Would you lie to enroll your child in a better school system?
AJC education reporter Rose French recently wrote about a crackdown by metro Atlanta districts on students who fraudulently attend schools outside their legal enrollment zones.
I am aware of several past cases in Decatur, which is among the districts resorting to hiring someone to monitor enrollment fraud. I have heard of people “renting” rooms from a Decatur homeowner to establish residency. I know people who used their own parents’ or grandparents’ addresses, sometimes even transferring legal guardianship. There was a highly publicized case a few years back of a business owner using his Decatur business address to enroll his kids.
Credit: Maureen Downey
Credit: Maureen Downey
Few systems criminally prosecute, preferring to send the kids back to their home schools. It became national news in 2011 when an Ohio district chose to do so and mother Kelley Williams-Bolar earned brief jail time for using her father's address and forging documents to enroll her daughters in a higher performing district. (Ohio Gov. John Kasich reduced her sentence of 10 days of jail time.)

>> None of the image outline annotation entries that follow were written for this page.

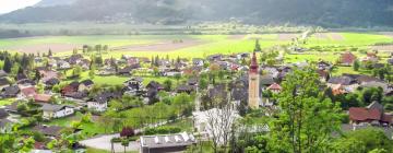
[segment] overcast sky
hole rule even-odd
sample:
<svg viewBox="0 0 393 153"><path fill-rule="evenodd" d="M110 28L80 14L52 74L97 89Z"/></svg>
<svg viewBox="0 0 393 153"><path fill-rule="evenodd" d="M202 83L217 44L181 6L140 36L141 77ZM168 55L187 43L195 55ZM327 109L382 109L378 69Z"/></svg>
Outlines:
<svg viewBox="0 0 393 153"><path fill-rule="evenodd" d="M40 0L0 0L0 14L34 5Z"/></svg>

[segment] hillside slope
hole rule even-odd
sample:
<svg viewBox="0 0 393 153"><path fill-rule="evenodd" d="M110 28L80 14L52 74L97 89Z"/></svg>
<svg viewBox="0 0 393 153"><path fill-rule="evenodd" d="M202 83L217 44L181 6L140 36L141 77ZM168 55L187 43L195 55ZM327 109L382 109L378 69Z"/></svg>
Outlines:
<svg viewBox="0 0 393 153"><path fill-rule="evenodd" d="M53 0L46 0L53 1ZM59 3L68 0L56 0ZM33 7L0 22L100 21L179 24L239 19L254 24L325 27L392 26L392 0L78 0L69 5Z"/></svg>

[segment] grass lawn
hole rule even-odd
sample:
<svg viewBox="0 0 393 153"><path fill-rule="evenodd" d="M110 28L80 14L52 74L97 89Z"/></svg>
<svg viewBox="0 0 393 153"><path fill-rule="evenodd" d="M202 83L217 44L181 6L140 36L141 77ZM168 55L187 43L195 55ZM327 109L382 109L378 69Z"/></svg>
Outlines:
<svg viewBox="0 0 393 153"><path fill-rule="evenodd" d="M193 132L193 121L191 118L177 120L165 126L178 127L181 128L181 131Z"/></svg>
<svg viewBox="0 0 393 153"><path fill-rule="evenodd" d="M80 121L82 116L83 116L82 114L76 113L74 116L53 119L50 122L47 122L46 125L71 127L72 121ZM86 136L86 137L93 137L95 134L105 133L105 129L103 127L100 127L97 122L94 122L94 121L88 122L88 123L82 123L82 126L80 128L82 129L82 134Z"/></svg>
<svg viewBox="0 0 393 153"><path fill-rule="evenodd" d="M4 105L10 105L14 102L13 98L4 98L4 99L0 99L0 106L4 106Z"/></svg>

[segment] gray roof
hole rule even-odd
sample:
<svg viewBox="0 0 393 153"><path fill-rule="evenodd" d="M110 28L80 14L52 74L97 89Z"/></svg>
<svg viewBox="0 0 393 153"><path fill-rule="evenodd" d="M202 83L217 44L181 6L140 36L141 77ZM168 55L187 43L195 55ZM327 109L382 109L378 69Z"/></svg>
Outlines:
<svg viewBox="0 0 393 153"><path fill-rule="evenodd" d="M195 138L187 132L163 136L142 136L141 145L150 149L187 146L195 143Z"/></svg>
<svg viewBox="0 0 393 153"><path fill-rule="evenodd" d="M67 106L64 106L64 105L44 104L43 110L45 110L45 111L58 111L58 110L61 110L64 107L67 107Z"/></svg>

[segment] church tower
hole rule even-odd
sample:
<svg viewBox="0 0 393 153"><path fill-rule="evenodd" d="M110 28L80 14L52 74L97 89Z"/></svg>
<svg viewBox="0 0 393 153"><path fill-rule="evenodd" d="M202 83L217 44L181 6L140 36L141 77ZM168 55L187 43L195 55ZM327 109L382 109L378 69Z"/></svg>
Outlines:
<svg viewBox="0 0 393 153"><path fill-rule="evenodd" d="M250 108L259 108L260 105L260 74L255 52L252 55L249 71L249 98L248 106Z"/></svg>

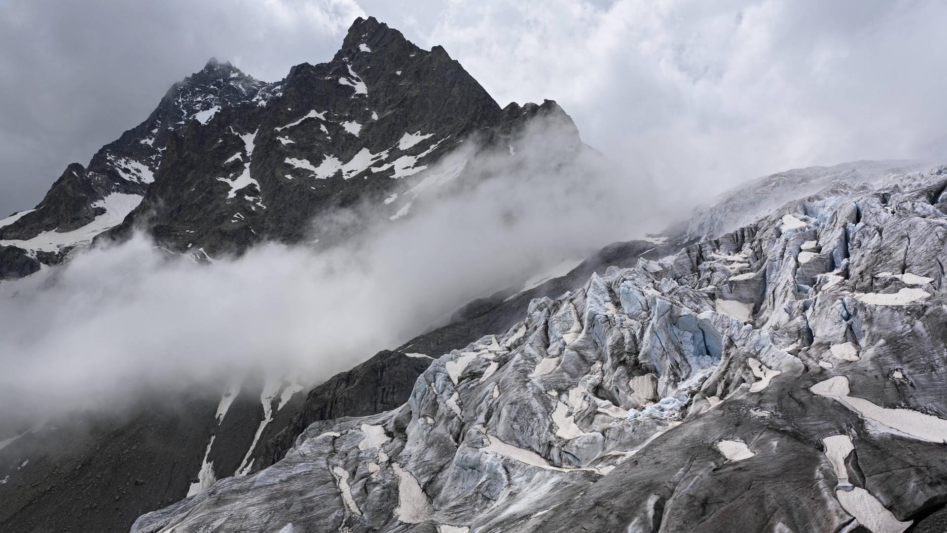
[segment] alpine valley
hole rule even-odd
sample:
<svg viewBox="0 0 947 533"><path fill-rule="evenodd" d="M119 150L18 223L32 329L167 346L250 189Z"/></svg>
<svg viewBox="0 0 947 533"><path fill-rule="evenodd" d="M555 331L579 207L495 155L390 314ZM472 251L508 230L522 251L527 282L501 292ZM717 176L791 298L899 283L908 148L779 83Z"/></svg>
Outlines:
<svg viewBox="0 0 947 533"><path fill-rule="evenodd" d="M537 129L550 174L602 164L554 101L501 108L374 18L277 82L211 60L0 220L0 297L139 234L208 269L328 250L502 180ZM945 214L947 166L789 170L328 380L0 421L0 530L947 531Z"/></svg>

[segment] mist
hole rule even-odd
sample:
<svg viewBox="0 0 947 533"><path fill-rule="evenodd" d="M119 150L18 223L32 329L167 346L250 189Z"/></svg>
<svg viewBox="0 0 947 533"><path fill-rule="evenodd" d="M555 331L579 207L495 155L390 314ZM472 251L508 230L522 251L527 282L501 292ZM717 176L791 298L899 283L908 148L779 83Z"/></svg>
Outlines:
<svg viewBox="0 0 947 533"><path fill-rule="evenodd" d="M669 211L648 185L570 128L537 122L515 156L461 143L417 181L464 173L424 188L407 217L365 204L313 219L323 232L361 225L328 249L269 243L205 265L137 233L0 284L0 420L120 411L146 391L218 394L256 368L314 385L474 299L660 230Z"/></svg>
<svg viewBox="0 0 947 533"><path fill-rule="evenodd" d="M789 168L943 159L938 0L0 3L0 215L216 56L274 81L356 16L440 44L500 103L558 101L587 142L701 199Z"/></svg>

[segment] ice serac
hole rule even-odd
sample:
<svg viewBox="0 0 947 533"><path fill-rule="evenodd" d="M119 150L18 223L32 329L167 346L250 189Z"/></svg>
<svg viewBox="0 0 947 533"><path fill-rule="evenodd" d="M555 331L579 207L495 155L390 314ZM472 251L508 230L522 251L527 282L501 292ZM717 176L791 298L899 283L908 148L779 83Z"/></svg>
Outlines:
<svg viewBox="0 0 947 533"><path fill-rule="evenodd" d="M594 272L435 360L403 405L315 422L133 531L921 527L947 501L945 190L945 167L834 184ZM859 297L905 285L926 297Z"/></svg>
<svg viewBox="0 0 947 533"><path fill-rule="evenodd" d="M35 209L0 219L0 278L6 284L90 242L139 229L166 251L199 260L267 240L331 246L359 228L333 234L312 228L314 215L374 202L380 218L401 223L446 188L481 179L467 165L475 151L515 162L520 137L537 125L560 133L564 149L554 150L559 159L550 164L588 150L555 102L502 109L443 48L423 50L373 18L352 25L331 60L296 65L274 83L211 60L88 165L70 165ZM636 259L644 244L622 249ZM173 408L134 404L123 418L55 421L57 429L0 450L0 464L29 460L0 476L0 530L127 530L143 511L278 461L313 421L401 405L432 361L405 352L464 346L491 331L488 323L515 321L529 295L543 290L491 300L489 313L458 318L417 339L415 350L380 353L318 387L301 375L221 375L208 390L170 401ZM403 473L402 481L413 483L407 466ZM333 486L345 481L357 498L354 478L335 473ZM418 505L403 516L423 515Z"/></svg>

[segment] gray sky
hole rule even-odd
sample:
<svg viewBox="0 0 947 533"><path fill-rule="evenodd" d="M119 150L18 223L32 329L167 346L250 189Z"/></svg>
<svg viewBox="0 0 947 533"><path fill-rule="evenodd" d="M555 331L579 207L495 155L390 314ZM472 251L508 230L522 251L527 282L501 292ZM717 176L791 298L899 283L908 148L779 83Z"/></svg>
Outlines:
<svg viewBox="0 0 947 533"><path fill-rule="evenodd" d="M443 44L501 105L558 100L587 143L691 198L947 151L936 0L0 0L0 215L211 56L278 79L328 60L366 14Z"/></svg>

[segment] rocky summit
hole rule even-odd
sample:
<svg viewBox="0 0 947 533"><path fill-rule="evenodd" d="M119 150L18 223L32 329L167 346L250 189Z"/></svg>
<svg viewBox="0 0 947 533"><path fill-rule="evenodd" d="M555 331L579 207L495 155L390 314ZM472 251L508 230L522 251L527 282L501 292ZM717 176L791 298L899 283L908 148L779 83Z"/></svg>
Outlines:
<svg viewBox="0 0 947 533"><path fill-rule="evenodd" d="M555 102L501 108L373 18L275 83L211 60L0 221L0 283L135 232L202 263L331 247L491 179L477 155L515 165L537 124L550 167L596 157ZM322 383L19 423L0 530L944 531L945 213L945 166L790 170Z"/></svg>

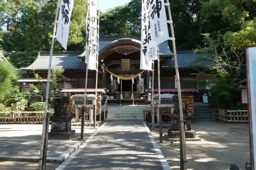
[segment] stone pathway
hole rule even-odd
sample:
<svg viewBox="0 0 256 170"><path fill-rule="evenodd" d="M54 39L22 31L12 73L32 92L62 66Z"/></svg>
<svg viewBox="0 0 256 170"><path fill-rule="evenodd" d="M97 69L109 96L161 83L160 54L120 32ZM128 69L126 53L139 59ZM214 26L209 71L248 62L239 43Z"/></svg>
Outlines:
<svg viewBox="0 0 256 170"><path fill-rule="evenodd" d="M105 123L56 170L170 170L145 123Z"/></svg>
<svg viewBox="0 0 256 170"><path fill-rule="evenodd" d="M42 128L41 125L1 125L0 160L38 162ZM85 139L96 129L85 127ZM72 127L72 129L76 131L72 140L49 140L48 162L62 163L82 143L82 141L77 140L80 127Z"/></svg>
<svg viewBox="0 0 256 170"><path fill-rule="evenodd" d="M202 140L186 142L187 170L229 170L234 163L245 169L245 163L250 160L247 124L195 122L191 126ZM158 131L152 130L152 134L158 141ZM179 142L171 145L165 141L159 145L172 169L180 169Z"/></svg>

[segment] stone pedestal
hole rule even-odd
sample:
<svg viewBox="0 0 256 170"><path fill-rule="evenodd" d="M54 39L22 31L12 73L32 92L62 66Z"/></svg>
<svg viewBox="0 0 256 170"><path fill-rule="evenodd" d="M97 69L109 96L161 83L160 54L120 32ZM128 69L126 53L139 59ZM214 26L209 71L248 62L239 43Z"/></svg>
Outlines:
<svg viewBox="0 0 256 170"><path fill-rule="evenodd" d="M76 108L76 122L79 122L79 108Z"/></svg>
<svg viewBox="0 0 256 170"><path fill-rule="evenodd" d="M75 133L71 130L72 116L56 115L51 116L51 132L49 137L57 139L71 139Z"/></svg>
<svg viewBox="0 0 256 170"><path fill-rule="evenodd" d="M89 109L89 121L90 123L93 123L93 109Z"/></svg>
<svg viewBox="0 0 256 170"><path fill-rule="evenodd" d="M191 114L184 115L185 137L186 138L196 138L196 132L191 129L191 120L193 116ZM168 136L170 138L179 138L180 119L179 115L171 116L172 127L168 129Z"/></svg>
<svg viewBox="0 0 256 170"><path fill-rule="evenodd" d="M159 113L159 107L157 108L157 123L159 124L159 120L160 120L160 113Z"/></svg>

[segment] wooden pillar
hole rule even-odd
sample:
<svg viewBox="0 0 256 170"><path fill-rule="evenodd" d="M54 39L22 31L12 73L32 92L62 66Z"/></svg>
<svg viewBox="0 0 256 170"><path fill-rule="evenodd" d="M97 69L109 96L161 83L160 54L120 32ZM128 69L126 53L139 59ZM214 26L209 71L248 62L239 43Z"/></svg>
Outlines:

Last year, the AJC reported a fourth of the Grady High School team used false addresses or forged documents to play on the team and attend the school with the complicity of some APS employees. An APS investigation concluded 14 students who played on the team didn't live in the Midtown Atlanta school's enrollment area and had to withdraw from Grady. The Georgia High School Athletic Association put Grady on probation for a season, made it forfeit its victories and barred it from the 2014 state playoffs.
According to French:
It costs Georgia school systems roughly $8,000 to $13,000 to educate each student. Local property taxes supply part of that cost, but districts don't get that property-tax revenue for students who actually live elsewhere. Atlanta Public Schools pegs the cost to taxpayers for students who reside outside the city of Atlanta, for example, at $11,379.
The city of Decatur's school board recently approved hiring a full-time staff member to monitor enrollment fraud, with officials investigating 120 to 160 students per year suspected of lying about their residency to attend the fast-growing, high-performing school system. About 30 are asked to leave each year. However, officials believe a lot more are likely to be attending illegally.
In Fulton, school board members have made proof-of-residency requirements more stringent. Fulton reviews more than 150 cases each year, officials say. Fulton and Atlanta have hired residency police officers who investigate enrollment fraud, and APS is considering more ways to eliminate it, school officials say.
Education observers say the practice underscores the desperation felt by many parents, who want their children to attend higher-performing schools but may not be able to buy a house or live in more affluent neighborhoods with higher property taxes that typically have better schools.
"What you have are parents who happen to live adjoining to one of these quality school systems, and they want the best for their children, and they can't afford it, " said Dan Domenech, executive director for the national School Superintendents Association. "So what they do is try to figure out a way to get their child into that school system. Maybe they have an aunt or an uncle or a relative and they use that address as a way to get that child in the school system. But the child doesn't actually live there.
"In a way, you can't blame parents for wanting the best for their kids, " he added. "But at the same time, you have to understand it is theft of service. They are trying to get something for nothing in a way."